One may think that it would be needed to control the informal labor market
and prohibit companies to hire rural migrants without hukou, but the
"Enforcement of laws and regulations that aim to protect labor rights is
notoriously weak" (Litao, Zhao. "Labor Market Reforms under the Hu-Wen
Administration", pp. 467) since companies hire workers illegally for low
costs; and workers accept low wages, long work hours without contract,
insurance or social security; all of them covered by the lack of
supervision of the authorities.
Despite of the increasing social reforms the Government makes in the
countryside, the imbalance between rural and urban areas are a crucial
motive for rural migrants to accept poor labor conditions in big cities.
And this makes clear that the conditions in the rural areas are far from
expected.
The massive rural migration is one consequence of the economic development
process in the past years in China since the open-up policy and the rupture
with the life time job. If in one hand the rapid development brings huge
surpluses and economic growth for certain regions, in the other hand,
brings the chaos of the rural-urban migration.
The hukou system was one policy implemented by China to also control the
migration, but it fails to achieve this objective. It does restrain rural
migrants to have resident permit but do not eliminate the mobility.
A solution to the rural-urban migration is to equilibrate the social
welfare and labor market in both rural and urban areas.
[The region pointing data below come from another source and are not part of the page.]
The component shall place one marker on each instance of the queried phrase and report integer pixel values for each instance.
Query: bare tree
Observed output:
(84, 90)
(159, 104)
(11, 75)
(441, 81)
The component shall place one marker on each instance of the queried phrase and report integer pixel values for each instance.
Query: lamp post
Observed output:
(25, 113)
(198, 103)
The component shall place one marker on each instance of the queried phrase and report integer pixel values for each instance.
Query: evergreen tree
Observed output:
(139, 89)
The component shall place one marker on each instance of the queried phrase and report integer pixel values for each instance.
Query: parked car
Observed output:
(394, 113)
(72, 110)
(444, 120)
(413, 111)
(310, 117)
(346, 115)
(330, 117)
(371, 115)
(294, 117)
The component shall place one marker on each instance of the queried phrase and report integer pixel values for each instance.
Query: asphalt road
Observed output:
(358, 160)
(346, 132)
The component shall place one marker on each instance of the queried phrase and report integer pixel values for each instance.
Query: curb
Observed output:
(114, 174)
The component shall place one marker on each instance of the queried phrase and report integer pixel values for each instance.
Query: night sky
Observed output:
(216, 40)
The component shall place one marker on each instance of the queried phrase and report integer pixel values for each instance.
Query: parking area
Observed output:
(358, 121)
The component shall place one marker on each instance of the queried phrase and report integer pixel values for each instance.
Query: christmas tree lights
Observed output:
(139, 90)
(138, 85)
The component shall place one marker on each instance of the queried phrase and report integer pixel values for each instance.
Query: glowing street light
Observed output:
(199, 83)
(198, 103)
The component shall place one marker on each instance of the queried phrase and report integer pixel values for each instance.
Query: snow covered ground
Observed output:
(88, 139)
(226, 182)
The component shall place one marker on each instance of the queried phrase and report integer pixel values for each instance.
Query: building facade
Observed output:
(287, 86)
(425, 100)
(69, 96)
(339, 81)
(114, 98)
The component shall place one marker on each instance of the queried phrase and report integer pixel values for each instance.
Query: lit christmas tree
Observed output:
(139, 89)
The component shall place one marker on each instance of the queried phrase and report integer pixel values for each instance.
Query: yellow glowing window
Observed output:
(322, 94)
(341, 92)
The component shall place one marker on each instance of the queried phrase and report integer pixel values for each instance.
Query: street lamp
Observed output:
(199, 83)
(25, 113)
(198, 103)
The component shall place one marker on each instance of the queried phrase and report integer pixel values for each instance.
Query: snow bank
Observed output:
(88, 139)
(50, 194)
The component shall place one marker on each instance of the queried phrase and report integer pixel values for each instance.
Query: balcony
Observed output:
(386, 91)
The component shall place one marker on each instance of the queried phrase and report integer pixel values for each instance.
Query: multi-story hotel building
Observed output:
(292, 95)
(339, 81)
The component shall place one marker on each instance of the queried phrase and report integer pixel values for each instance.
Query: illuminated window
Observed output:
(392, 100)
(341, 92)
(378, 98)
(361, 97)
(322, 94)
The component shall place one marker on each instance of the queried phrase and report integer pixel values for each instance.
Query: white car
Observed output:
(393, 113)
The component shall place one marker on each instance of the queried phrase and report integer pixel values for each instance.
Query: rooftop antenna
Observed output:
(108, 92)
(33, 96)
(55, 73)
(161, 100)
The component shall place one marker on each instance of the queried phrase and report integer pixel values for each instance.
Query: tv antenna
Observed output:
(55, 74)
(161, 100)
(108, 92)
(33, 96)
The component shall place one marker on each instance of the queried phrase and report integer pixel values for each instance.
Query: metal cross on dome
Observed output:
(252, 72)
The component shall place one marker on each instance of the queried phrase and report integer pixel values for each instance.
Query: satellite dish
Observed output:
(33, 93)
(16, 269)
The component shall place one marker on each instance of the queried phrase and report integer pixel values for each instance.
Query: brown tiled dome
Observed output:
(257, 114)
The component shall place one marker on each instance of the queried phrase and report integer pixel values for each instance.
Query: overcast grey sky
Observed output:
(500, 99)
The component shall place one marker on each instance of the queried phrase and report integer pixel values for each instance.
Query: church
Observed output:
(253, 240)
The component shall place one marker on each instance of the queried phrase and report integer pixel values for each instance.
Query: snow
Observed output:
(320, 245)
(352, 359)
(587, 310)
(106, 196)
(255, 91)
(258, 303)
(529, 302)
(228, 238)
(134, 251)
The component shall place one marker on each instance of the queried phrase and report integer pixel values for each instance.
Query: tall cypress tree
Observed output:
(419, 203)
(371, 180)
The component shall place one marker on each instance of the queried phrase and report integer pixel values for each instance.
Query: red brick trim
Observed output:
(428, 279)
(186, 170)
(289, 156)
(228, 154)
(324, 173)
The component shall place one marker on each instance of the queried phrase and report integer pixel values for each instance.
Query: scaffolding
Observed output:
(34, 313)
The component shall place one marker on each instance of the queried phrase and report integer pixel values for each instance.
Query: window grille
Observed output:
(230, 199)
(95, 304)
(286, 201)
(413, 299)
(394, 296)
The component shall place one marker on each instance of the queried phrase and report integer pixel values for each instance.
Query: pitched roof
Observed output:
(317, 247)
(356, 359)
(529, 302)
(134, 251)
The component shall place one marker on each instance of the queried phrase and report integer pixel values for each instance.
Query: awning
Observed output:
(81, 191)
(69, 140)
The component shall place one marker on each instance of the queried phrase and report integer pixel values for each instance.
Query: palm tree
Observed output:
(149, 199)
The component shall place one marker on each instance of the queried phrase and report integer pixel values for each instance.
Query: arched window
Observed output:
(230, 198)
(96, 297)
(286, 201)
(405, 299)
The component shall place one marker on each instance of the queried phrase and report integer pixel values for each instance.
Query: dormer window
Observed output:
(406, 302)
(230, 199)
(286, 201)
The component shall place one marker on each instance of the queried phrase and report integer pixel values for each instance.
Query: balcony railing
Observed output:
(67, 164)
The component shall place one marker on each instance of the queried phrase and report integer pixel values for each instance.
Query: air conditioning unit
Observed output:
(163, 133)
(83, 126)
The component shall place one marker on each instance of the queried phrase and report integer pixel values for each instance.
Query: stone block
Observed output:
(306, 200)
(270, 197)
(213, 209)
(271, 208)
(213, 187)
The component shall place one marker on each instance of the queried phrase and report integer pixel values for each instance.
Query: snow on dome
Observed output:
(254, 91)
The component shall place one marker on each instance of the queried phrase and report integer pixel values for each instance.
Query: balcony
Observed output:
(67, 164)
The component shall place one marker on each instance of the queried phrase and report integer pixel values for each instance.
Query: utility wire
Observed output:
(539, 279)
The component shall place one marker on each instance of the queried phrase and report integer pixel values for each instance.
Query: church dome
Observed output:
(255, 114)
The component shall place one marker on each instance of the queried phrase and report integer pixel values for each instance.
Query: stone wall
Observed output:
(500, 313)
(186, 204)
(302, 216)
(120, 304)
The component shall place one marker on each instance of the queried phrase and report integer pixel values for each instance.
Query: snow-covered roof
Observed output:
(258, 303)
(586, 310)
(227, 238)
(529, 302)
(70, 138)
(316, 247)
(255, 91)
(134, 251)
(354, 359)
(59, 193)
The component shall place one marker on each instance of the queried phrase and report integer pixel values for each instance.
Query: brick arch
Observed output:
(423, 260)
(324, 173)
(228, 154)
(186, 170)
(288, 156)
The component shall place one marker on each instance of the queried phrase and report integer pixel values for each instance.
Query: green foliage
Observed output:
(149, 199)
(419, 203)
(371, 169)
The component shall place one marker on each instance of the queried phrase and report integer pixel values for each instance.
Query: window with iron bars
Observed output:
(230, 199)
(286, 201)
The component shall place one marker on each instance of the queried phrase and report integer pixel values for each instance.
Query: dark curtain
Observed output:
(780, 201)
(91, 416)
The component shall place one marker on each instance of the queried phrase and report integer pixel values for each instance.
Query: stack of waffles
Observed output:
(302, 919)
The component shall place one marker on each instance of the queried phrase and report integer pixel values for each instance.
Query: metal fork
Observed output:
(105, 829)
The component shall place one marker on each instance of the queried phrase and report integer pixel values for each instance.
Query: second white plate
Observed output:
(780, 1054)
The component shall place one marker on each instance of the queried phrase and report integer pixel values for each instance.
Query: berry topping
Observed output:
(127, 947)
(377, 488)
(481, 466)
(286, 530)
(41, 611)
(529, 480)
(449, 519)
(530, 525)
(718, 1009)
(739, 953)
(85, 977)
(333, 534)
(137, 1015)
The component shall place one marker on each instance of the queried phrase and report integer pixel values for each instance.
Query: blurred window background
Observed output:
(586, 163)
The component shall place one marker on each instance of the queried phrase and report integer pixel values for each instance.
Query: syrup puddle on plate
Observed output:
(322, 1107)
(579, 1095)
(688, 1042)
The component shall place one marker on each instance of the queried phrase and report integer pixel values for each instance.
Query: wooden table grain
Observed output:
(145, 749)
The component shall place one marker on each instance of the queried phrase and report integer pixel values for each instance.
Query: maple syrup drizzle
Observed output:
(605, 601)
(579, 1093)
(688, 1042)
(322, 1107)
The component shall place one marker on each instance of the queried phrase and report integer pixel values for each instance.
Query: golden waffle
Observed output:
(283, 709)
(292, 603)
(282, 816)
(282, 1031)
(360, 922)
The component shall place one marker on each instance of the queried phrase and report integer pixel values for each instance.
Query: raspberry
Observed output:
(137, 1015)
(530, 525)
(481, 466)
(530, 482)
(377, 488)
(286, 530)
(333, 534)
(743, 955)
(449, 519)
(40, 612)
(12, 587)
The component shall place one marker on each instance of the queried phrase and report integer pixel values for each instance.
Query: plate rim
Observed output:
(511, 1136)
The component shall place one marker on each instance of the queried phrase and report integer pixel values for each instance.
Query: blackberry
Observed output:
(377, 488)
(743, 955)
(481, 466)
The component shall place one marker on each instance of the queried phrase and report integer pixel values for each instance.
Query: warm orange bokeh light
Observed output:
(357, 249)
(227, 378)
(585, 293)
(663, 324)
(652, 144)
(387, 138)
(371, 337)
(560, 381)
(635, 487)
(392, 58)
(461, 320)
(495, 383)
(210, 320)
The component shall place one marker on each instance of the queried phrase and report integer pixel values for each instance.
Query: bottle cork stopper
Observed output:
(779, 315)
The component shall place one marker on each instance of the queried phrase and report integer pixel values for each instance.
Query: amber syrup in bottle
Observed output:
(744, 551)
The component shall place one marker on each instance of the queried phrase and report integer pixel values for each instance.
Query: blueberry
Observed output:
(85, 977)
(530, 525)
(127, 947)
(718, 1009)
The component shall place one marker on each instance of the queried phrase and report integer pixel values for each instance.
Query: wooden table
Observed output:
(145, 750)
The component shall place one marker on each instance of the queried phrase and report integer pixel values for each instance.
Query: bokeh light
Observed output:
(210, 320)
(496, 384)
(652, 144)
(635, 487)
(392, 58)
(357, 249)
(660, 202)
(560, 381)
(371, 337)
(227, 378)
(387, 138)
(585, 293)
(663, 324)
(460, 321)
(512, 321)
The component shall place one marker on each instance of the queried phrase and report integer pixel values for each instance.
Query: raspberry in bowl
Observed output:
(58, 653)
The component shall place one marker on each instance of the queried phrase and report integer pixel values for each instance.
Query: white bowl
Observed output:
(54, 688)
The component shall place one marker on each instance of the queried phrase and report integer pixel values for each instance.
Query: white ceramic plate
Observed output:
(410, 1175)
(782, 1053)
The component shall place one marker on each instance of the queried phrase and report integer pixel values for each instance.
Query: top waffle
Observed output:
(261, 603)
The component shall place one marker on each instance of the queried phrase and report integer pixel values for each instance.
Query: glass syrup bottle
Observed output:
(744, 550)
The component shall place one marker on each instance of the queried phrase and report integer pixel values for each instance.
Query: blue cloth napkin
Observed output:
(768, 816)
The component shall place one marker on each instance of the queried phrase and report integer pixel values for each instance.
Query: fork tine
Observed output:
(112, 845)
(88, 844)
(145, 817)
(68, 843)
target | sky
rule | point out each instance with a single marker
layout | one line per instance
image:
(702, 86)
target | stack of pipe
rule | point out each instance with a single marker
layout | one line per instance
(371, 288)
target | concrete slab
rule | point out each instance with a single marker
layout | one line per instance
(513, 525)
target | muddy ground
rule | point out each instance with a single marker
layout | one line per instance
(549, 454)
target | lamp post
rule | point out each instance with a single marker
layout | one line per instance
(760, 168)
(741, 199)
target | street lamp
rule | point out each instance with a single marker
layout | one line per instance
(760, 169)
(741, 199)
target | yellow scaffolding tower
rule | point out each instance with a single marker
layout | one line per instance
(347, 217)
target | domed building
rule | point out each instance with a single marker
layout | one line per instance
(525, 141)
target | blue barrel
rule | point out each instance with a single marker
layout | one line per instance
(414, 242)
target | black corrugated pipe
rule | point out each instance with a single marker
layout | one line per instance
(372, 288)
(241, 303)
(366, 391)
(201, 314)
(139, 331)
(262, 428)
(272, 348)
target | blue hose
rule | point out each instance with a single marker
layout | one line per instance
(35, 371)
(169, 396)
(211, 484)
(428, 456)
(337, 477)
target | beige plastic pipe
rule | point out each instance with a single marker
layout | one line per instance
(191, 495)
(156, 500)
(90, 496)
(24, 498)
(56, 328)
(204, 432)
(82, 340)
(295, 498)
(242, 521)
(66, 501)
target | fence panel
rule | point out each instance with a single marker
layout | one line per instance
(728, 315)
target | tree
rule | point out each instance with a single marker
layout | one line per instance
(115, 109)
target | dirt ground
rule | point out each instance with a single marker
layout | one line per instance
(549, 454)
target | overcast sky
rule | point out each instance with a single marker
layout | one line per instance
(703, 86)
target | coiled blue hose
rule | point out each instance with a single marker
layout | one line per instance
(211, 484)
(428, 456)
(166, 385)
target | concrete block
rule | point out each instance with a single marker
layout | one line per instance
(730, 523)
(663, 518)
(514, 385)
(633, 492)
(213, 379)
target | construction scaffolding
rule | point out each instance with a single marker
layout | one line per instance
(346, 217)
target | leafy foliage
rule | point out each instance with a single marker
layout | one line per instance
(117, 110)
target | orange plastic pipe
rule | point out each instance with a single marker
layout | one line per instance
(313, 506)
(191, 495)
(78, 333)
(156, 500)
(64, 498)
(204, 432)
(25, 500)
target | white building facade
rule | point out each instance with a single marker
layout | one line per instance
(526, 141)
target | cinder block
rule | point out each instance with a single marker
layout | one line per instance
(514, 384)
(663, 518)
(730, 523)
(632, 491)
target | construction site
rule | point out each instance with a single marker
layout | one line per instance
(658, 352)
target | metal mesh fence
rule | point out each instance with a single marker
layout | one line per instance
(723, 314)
It's true that this
process takes time to be fixed but it's more efficient to eliminate the
problem from its origins than to try to contour it from years to years.

References
Zhao, Litao (2006). "Labor market reforms under Hu-Wen Administration". In
Wong J. and Lai, H. (Eds.), China into the Hu-Wen Era (pp. 351-378).
Singapore: World scientific Press.

Bray, David. (2005). "Social Space and Governance in Urban China: The
Danwei System from Origin to Reform". 157-193.

Hsing, You-tien (Sep. 2006). "Land and territorial politics in Urban
China". China Quarterly (187), 575-591

Giles, John, Albert Park, and Fang Cai. "How Has economic restructuring
affected China's Urban Workers?" China Quarterly, no. 185 (2003): 61-95.